Researchers Mount Vishing Attacks With Real-Time Voice Cloning

 Deepfake voice call vishing attack

Cybersecurity researchers revealed Tuesday how artificial intelligence can be used to clone a person’s voice in real time to mount voice phishing attacks on unsuspecting organizations.

Researchers from the NCC Group noted in a company blog that they launched attacks using real-time voice cloning against real organizations and successfully recovered sensitive and confidential information.

“Not only that, but we have also shown how these techniques can convince people in positions of key operational responsibility to carry out actions on behalf of the attacker,” wrote the researchers, Pablo Alobera, Pablo López, and Víctor Lasa.

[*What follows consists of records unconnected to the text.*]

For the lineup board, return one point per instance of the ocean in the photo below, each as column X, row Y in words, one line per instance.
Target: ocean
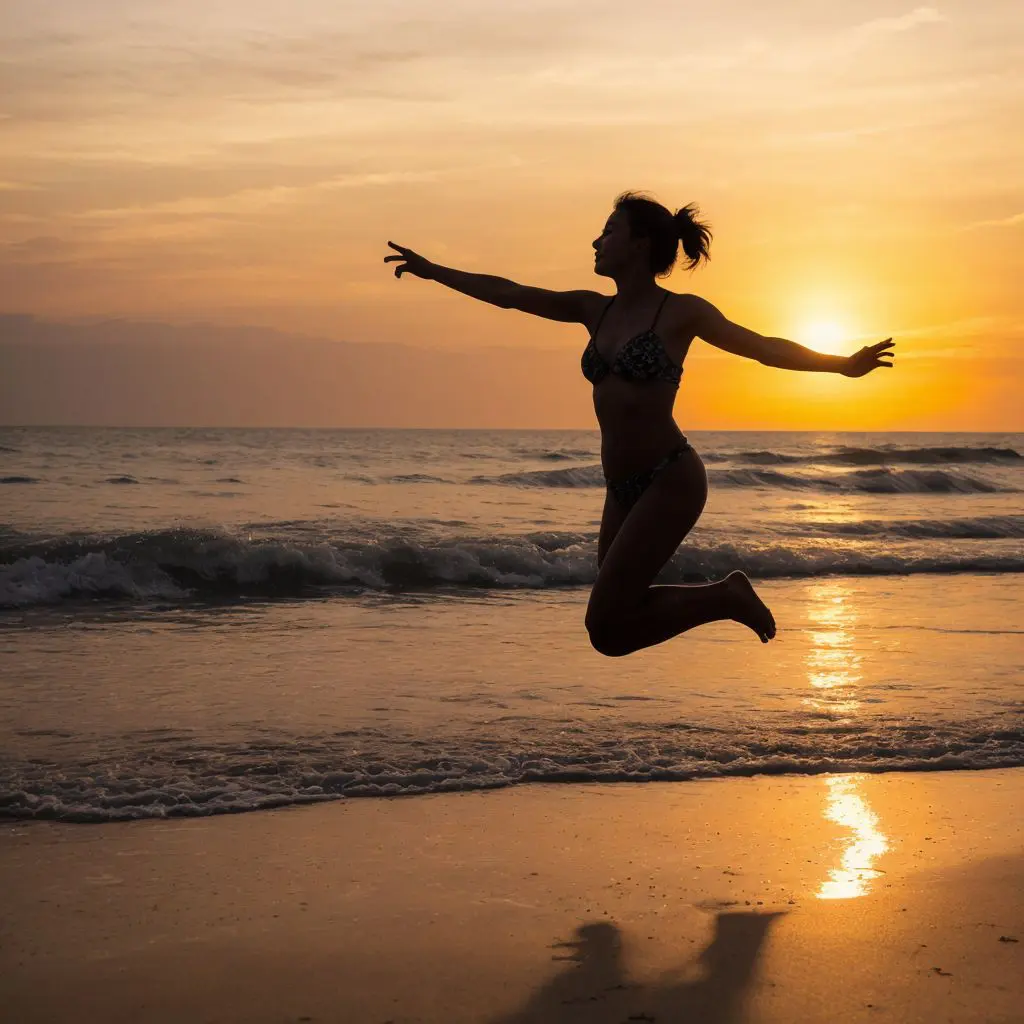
column 204, row 621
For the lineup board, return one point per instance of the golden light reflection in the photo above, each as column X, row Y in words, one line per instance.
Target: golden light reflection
column 834, row 672
column 847, row 807
column 833, row 665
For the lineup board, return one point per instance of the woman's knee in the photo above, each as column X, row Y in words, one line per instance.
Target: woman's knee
column 605, row 636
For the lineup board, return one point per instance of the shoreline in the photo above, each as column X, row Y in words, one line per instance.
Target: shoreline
column 884, row 897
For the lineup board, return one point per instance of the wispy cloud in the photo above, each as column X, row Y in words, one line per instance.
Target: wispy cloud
column 1011, row 221
column 902, row 23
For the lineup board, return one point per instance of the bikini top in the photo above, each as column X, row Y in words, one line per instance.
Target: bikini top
column 641, row 358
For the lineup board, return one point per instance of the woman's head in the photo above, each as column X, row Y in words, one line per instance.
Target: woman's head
column 641, row 229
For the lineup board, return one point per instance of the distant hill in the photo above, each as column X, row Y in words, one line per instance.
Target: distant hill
column 123, row 373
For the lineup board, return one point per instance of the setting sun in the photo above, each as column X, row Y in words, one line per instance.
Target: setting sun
column 825, row 336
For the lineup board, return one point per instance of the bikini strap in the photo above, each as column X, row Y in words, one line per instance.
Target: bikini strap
column 600, row 320
column 658, row 313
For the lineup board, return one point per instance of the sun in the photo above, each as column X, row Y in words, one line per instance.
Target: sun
column 824, row 336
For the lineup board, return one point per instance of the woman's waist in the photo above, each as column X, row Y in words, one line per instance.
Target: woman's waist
column 623, row 456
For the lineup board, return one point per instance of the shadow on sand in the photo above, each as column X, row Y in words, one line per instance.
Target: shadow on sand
column 595, row 987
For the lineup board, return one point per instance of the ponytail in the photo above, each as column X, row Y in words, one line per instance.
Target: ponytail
column 648, row 219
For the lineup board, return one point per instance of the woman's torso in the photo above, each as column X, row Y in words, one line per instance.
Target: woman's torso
column 634, row 406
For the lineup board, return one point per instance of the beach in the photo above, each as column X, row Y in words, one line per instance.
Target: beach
column 893, row 897
column 305, row 726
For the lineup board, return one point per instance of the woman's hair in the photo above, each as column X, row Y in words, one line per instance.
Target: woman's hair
column 648, row 219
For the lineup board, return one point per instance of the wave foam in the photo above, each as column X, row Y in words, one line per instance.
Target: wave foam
column 187, row 779
column 177, row 564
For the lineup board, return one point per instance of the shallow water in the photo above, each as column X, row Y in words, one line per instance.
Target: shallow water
column 337, row 622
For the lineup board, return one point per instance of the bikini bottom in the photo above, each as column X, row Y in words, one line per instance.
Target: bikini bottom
column 627, row 489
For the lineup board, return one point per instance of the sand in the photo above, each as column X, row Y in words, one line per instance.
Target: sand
column 669, row 903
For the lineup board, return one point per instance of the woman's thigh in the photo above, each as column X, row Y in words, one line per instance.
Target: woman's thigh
column 611, row 520
column 649, row 535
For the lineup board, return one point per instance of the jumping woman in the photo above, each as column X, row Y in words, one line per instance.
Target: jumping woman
column 656, row 483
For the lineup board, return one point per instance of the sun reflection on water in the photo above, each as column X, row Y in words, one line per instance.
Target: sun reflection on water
column 834, row 672
column 849, row 808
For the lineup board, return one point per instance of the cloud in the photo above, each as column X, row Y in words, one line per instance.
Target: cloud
column 1011, row 221
column 902, row 23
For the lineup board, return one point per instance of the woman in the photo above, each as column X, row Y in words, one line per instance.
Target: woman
column 656, row 483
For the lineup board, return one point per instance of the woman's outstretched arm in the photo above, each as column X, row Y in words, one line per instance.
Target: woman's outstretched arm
column 573, row 307
column 716, row 330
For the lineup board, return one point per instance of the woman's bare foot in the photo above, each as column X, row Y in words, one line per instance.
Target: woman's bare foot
column 750, row 609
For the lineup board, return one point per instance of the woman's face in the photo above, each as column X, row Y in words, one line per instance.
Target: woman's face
column 614, row 248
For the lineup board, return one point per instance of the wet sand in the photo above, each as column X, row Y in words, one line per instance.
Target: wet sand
column 895, row 898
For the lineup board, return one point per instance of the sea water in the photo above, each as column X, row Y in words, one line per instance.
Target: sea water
column 202, row 621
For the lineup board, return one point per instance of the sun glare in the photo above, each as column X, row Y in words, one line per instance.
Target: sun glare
column 824, row 336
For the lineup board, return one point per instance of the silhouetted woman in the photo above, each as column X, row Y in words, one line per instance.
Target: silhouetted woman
column 656, row 483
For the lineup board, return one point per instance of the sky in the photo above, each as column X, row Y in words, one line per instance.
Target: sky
column 244, row 163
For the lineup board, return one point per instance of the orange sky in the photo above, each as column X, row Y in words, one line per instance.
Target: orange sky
column 244, row 163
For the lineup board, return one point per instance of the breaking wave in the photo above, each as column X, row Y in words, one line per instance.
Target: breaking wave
column 181, row 564
column 164, row 775
column 882, row 480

“In security assessments that simulated real-world attack conditions, we have been able to carry out actions such as email address changes, password resets, and so on,” they added.

When starting their project, the researchers identified several challenges to mounting voice phishing (vishing) attacks with cloned voices. One was the technology. The vast majority of the state-of-the-art deepfake technologies and architectures were focused on offline inferences, the researchers discovered.

“These were capable of achieving good results when cloning a pre-recorded extract of someone talking, but they couldn’t change a user’s voice in real time — a key requirement for vishing attacks,” they wrote.

“In addition to this, many of them were strongly dependent on TTS (text-to-speech) models,” they added.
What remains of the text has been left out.